Dutch refusal to finance purchases
NEW DELHI, March 30.
The Dutch government has declined to finance additional trawlers for India from its development aid funds, without a preceding "experimental fishing programme" on the sea-food resources in the Indian deep-sea zone.
According to a statement issued by the India Committee of the Netherlands (ICN) in Utrecht, the Dutch government is of the opinion that trawlers in excess of the nine already delivered should be aid-financed only if the experimental programme shows positive results.
The Indian government has turned down the evaluation proposal on the ground that it will jeopardise the country's sovereignty.
This has caused disappointment to the Dutch trawler industry which was expecting to net a big part of the 350 trawlers India is to acquire under the Sixth Five-Year Plan.
According to ICN, negotiations are currently on between Dutch shipyards and Indian businessmen for building parts of the trawlers in the Netherlands and assembling them in India. The future course of these negotiations depends upon a positive decision by the Dutch government to finance more trawlers from its aid fund.

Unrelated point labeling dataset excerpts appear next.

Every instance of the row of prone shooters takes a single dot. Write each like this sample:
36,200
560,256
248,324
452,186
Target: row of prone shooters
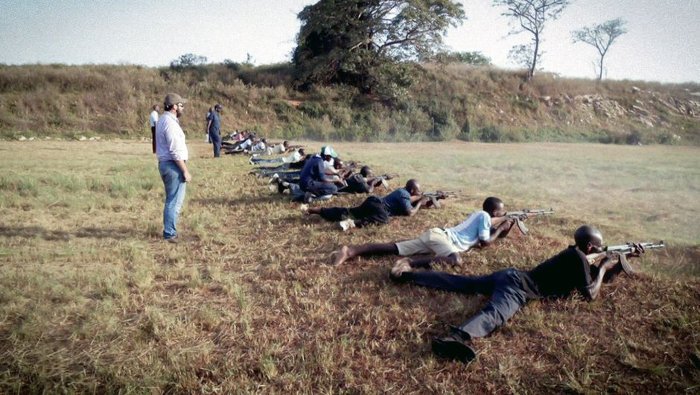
583,266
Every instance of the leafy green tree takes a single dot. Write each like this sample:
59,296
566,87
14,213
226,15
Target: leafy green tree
601,36
473,58
531,16
188,61
369,44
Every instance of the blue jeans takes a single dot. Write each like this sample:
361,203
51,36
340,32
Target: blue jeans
267,161
508,295
320,188
175,186
215,138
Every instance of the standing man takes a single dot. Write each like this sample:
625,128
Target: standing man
214,126
172,162
153,120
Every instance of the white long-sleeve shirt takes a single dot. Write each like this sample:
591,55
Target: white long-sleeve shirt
170,139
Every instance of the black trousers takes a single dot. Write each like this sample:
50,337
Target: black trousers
371,211
507,288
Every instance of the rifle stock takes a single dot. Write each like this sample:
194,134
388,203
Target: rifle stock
522,215
433,197
621,251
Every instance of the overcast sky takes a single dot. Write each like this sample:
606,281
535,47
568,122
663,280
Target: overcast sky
663,43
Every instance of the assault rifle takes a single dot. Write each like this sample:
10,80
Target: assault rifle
388,176
621,251
433,197
522,215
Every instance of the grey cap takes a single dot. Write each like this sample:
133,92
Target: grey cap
172,99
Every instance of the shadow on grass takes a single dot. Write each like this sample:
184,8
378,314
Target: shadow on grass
238,201
89,232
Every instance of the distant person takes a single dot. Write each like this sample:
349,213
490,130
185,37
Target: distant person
313,179
214,128
206,124
374,210
439,245
172,162
511,289
153,119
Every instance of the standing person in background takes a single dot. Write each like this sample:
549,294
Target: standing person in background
172,162
153,119
206,122
214,127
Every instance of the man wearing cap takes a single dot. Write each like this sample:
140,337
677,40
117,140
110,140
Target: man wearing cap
172,162
313,180
214,127
153,119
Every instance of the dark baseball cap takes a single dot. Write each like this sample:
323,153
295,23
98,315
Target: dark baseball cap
172,99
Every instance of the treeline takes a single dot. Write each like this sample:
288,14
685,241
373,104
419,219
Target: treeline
445,101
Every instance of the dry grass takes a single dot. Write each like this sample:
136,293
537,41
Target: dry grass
446,102
91,300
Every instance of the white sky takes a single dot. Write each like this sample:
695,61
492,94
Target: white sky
663,43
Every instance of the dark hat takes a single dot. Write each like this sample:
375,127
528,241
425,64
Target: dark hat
328,150
172,99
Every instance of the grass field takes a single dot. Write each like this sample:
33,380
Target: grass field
91,299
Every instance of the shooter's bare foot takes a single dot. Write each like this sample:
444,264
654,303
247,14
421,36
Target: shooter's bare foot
340,256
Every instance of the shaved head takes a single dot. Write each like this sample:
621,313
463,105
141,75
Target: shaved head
587,234
413,187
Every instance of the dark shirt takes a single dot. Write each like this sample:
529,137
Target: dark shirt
313,171
560,275
215,125
398,202
356,184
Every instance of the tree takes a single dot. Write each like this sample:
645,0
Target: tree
472,58
368,43
601,36
187,61
531,16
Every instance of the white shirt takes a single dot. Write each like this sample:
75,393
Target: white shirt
278,149
154,118
476,227
170,139
293,158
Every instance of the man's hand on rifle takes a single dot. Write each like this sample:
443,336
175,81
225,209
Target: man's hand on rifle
638,250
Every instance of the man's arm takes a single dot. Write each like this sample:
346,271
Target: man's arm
594,288
416,203
183,167
503,226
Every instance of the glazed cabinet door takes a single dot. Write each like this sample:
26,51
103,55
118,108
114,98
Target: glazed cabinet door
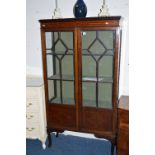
60,89
97,78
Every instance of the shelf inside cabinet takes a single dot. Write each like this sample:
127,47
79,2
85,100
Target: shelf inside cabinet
64,77
100,79
84,79
85,52
86,103
65,100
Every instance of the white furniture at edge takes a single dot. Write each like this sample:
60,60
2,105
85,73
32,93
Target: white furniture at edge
35,110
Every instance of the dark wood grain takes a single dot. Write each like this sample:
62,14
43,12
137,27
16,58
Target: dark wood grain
99,121
123,126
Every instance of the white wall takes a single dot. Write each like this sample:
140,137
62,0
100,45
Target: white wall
43,9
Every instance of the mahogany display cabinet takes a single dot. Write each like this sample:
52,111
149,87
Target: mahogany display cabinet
81,73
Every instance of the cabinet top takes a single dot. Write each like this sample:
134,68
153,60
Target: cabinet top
113,21
34,81
81,19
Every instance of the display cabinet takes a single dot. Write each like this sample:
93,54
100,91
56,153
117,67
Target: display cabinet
81,73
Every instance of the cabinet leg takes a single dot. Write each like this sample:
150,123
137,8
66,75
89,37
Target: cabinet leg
43,145
112,147
57,134
49,139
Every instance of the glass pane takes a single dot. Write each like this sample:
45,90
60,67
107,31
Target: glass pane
48,40
105,95
68,92
97,68
59,50
107,38
88,66
106,66
89,95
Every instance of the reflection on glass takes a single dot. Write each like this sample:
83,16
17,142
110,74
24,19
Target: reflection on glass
97,68
59,50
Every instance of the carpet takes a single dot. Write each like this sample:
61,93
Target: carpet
70,145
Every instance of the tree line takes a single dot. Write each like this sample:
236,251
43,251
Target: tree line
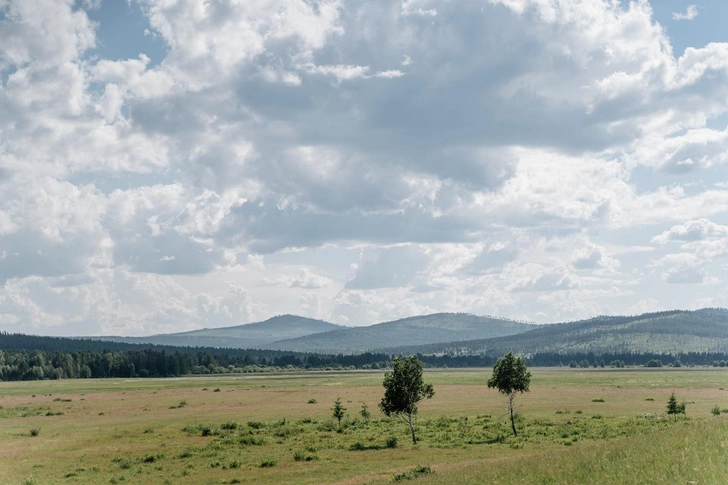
26,357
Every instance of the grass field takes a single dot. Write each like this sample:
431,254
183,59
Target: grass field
576,426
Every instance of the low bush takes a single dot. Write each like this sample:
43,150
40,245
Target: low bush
414,473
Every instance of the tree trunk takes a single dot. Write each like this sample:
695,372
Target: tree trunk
510,410
412,430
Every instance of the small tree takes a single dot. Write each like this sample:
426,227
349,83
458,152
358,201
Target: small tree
365,414
338,410
510,376
403,389
673,407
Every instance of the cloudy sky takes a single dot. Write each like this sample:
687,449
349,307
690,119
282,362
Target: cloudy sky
167,165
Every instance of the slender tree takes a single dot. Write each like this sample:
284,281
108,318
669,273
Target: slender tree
365,414
339,411
510,376
673,407
403,389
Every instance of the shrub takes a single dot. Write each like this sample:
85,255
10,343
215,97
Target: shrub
251,440
391,442
123,463
673,407
414,473
149,458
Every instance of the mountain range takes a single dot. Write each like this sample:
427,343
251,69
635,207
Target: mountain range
674,332
249,336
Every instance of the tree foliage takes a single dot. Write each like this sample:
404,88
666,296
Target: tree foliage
673,407
510,376
338,411
404,387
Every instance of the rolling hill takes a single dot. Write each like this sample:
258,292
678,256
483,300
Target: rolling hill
249,336
427,329
672,332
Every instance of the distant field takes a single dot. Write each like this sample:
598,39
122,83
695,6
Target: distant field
577,426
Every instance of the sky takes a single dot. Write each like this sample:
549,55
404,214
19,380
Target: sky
168,165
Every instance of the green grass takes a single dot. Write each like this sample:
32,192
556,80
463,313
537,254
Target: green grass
261,429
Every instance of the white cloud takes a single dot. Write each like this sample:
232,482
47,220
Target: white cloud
356,160
689,14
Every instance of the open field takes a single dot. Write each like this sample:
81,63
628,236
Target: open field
577,426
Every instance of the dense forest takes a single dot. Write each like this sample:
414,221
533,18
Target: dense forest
25,357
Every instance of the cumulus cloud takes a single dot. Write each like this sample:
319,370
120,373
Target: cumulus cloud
689,14
466,156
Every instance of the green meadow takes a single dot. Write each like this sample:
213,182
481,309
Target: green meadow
575,426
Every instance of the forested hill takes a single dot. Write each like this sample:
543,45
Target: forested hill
672,332
248,336
439,327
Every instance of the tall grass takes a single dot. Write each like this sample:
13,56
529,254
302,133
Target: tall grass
690,452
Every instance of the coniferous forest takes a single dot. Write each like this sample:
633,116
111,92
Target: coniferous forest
26,357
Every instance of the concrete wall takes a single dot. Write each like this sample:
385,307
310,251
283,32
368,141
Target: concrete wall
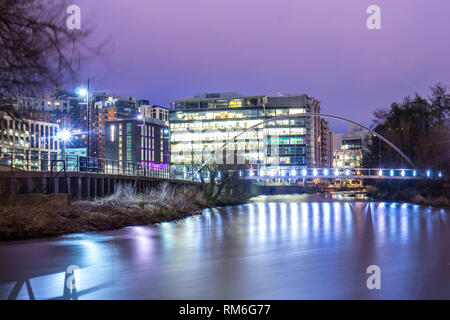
80,186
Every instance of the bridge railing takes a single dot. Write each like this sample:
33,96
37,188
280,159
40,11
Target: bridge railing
32,162
296,173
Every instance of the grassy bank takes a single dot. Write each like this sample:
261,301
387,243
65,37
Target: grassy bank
124,208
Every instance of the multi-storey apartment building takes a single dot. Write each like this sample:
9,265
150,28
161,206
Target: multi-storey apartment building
27,144
201,125
144,141
348,148
154,112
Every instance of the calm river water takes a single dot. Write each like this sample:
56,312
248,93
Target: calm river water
286,247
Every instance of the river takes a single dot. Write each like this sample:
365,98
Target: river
285,247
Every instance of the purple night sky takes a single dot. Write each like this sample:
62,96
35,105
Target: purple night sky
168,49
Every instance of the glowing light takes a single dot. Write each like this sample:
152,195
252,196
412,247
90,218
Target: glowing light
82,92
64,135
113,128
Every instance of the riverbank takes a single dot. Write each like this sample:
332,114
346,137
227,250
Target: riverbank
432,193
124,208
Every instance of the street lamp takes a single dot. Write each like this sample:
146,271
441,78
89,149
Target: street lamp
83,92
64,135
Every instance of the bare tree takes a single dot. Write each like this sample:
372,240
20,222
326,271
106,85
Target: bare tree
37,50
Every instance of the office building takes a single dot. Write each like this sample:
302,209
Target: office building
349,148
202,124
27,144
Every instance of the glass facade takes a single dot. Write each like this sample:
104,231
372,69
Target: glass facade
201,127
27,144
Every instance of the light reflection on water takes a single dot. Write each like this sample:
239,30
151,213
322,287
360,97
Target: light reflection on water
276,250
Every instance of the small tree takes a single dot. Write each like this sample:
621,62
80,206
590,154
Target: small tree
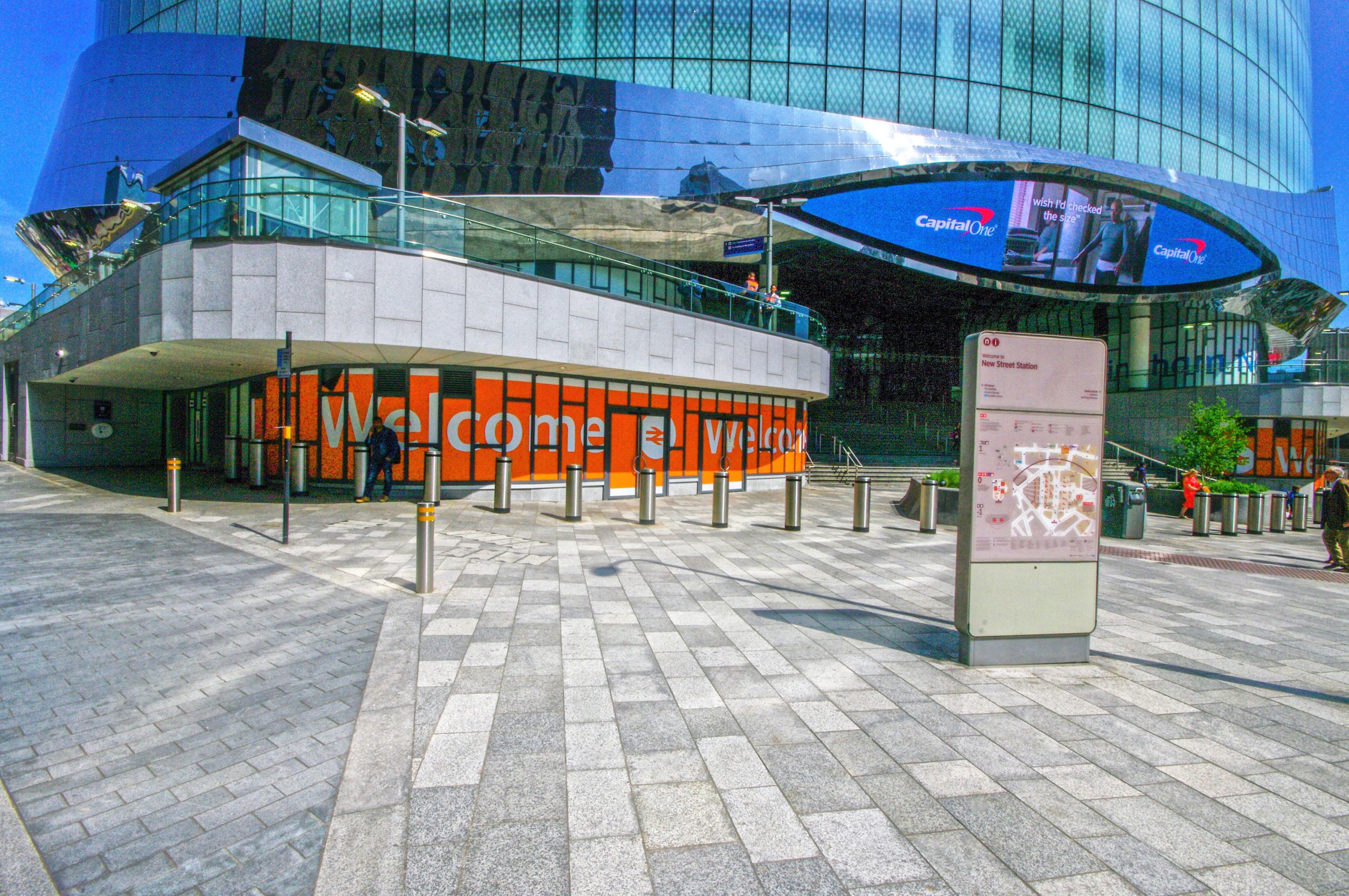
1213,441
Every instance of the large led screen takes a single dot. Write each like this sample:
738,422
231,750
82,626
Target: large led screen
1043,231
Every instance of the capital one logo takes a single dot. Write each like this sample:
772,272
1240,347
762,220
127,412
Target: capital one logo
973,223
1189,254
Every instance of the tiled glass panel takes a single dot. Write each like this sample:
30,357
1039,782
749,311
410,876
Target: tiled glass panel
916,100
806,87
845,46
768,83
730,33
916,38
950,106
953,38
808,27
883,35
692,32
845,91
881,95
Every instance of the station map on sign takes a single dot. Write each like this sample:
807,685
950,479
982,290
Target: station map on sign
1038,486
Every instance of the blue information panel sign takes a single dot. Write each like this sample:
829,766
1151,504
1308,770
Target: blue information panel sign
748,246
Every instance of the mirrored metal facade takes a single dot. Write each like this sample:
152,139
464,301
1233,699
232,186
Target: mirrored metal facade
1217,88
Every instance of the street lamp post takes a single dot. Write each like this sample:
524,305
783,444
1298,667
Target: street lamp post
768,241
377,99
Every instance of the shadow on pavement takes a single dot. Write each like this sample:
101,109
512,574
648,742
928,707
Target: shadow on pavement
865,625
1224,676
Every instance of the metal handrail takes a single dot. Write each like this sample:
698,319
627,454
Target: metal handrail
258,208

In case of an adverse decision by the Dutch government, the Dutch trawler industry fears, the Indian government will now allow commercial trawler contracts with Dutch shipyards.
The latest proposal for the social and cost benefit evaluation of extension of deep-sea fishing came after the Indian government rejected an earlier proposal to have a Dutch mission to look into the possible harmful effects of the extension of the fleet with big trawlers on the "artisanal" fishery sector.
The Dutch proposal, accompanied by suspension of the financing of eight shrimptrawlers in May 1981, came in the wake of protests by Indian fishermen, especially of Goa, highlighted in the Netherlands, among others, by ICN.
Traditional, Indian fishermen are worried that the trawlers, once allowed to fish in the deepsea, will poach into coastal waters at their expense, unless laws to protect them are strictly enforced.